Tribute to East Java Heritage

Foto SP/Kukuh Yudha:
Kuncoro Indra Kurniawan memegang CD filmnya dengan latar belakang poster film dokumenternya

Tribute to East Java Heritage menjadi karya yang unik. Selain merupakan tugas akhir pertama berbentuk film di ITS Surabaya, karya ini sekaligus membalik asumsi bahwa ITS jauh dari kajian kebudayaan.

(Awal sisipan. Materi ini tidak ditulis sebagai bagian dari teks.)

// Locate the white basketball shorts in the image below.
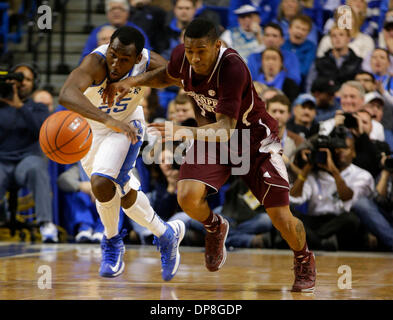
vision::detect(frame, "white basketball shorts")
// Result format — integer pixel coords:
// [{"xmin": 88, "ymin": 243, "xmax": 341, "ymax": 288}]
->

DIKOTOMI seniman kampus dan seniman nonkampus agaknya tak lagi relevan. Proses kreatif tak ditakar dari status dan latar belakang pendidikan, melainkan dari naluri estetik dan kuatnya insting penciptaan. Hal itu dibuktikan dengan pentas kolaborasi “Balada Waria Muda” yang melibatkan kelompok Ludruk Irama Budaya dan UD (Unit Dagelan) Sumber Rejeki Fakultas Ilmu Budaya Universitas Airlangga.

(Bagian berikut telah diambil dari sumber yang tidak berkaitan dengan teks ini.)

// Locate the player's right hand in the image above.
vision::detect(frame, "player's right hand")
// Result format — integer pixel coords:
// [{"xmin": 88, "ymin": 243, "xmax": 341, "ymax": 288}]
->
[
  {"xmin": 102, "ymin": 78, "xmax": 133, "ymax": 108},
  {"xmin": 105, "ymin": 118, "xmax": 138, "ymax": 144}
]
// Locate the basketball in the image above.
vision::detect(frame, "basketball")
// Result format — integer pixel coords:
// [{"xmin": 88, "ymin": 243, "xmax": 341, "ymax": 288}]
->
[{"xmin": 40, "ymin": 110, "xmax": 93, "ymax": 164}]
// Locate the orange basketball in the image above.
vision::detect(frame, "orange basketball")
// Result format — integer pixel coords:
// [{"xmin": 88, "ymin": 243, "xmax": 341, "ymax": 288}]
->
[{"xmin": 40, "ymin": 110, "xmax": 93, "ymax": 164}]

Pentas itu boleh jadi sebagai pentas kolaborasi pertama. Tak heran, penonton yang hadir di pentas itu berasal dari berbagai kalangan seperti mahasiswa, akademisi ludruk, sastrawan, dan masyarakat umum. Menariknya, ide pentas kolaborasi itu justru muncul dari mahasiswa teknik Sipil dan Perencanaan ITS, Kuncoro Indra Kurniawan, yang sedang membuat film dokumenter bertajuk Tribute to East Java Heritage.

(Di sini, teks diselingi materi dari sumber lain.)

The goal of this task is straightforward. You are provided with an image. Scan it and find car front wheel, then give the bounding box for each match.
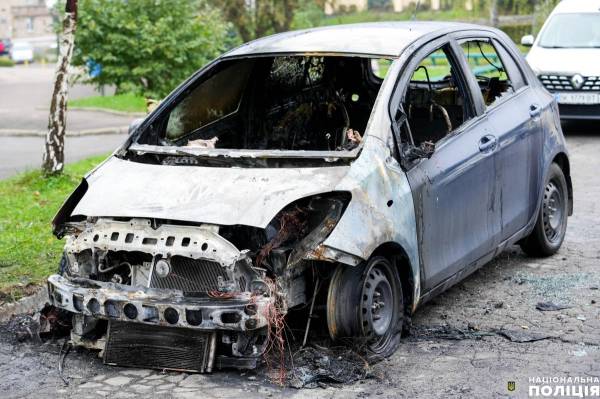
[327,256,404,360]
[521,163,569,257]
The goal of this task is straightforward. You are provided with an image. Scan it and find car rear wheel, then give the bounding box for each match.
[521,163,569,257]
[327,256,404,360]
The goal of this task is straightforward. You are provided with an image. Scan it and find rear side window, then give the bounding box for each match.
[461,39,524,107]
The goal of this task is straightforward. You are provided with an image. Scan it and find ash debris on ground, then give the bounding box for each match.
[411,325,553,343]
[535,302,572,312]
[288,346,375,389]
[6,305,71,343]
[513,273,595,302]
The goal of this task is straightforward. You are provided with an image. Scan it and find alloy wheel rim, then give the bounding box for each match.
[361,265,394,339]
[542,181,564,243]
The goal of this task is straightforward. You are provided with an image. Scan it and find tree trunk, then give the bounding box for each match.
[490,0,499,28]
[42,0,77,175]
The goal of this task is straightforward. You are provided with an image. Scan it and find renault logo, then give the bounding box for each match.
[571,74,585,89]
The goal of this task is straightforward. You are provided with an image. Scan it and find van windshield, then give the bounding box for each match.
[137,55,390,154]
[539,12,600,48]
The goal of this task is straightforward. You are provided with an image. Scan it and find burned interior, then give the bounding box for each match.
[131,55,386,162]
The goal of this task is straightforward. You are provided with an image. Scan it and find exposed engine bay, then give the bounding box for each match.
[48,193,349,372]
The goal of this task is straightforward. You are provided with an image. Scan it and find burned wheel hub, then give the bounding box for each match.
[542,180,565,242]
[361,265,394,336]
[327,256,404,360]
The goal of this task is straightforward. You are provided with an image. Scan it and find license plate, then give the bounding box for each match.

Mahasiswa yang akrab dipanggil Indra itu mengaku mendapat ide tersebut setelah melihat pertunjukan ludruk di Taman Budaya Jawa Timur. Sebagai warga asli Surabaya, mahasiswa kelahiran 13 Maret 1985 ini mengaku asing dengan ludruk.

“Saya merasa aneh, nggak tahu ludruk,” kata Indra, sapaan akrab mahasiswa angkatan 2003 ini, setelah sidang laporan terakhirnya di Kampus Despro Fakultas Teknik Sipil dan Perencanaan ITS.

Sebelumnya, ia hanya mendengar kesenian ludruk, tapi tak pernah benar-benar melihat apalagi mengerti esensi kesenian khas Jawa Timur itu. Indra kemudian melakukan riset tentang ludruk. “Saat saya cari data di internet, saya menemukan data 10 pembagian subkultur Jawa Timur. Ini apa lagi?” kisahnya.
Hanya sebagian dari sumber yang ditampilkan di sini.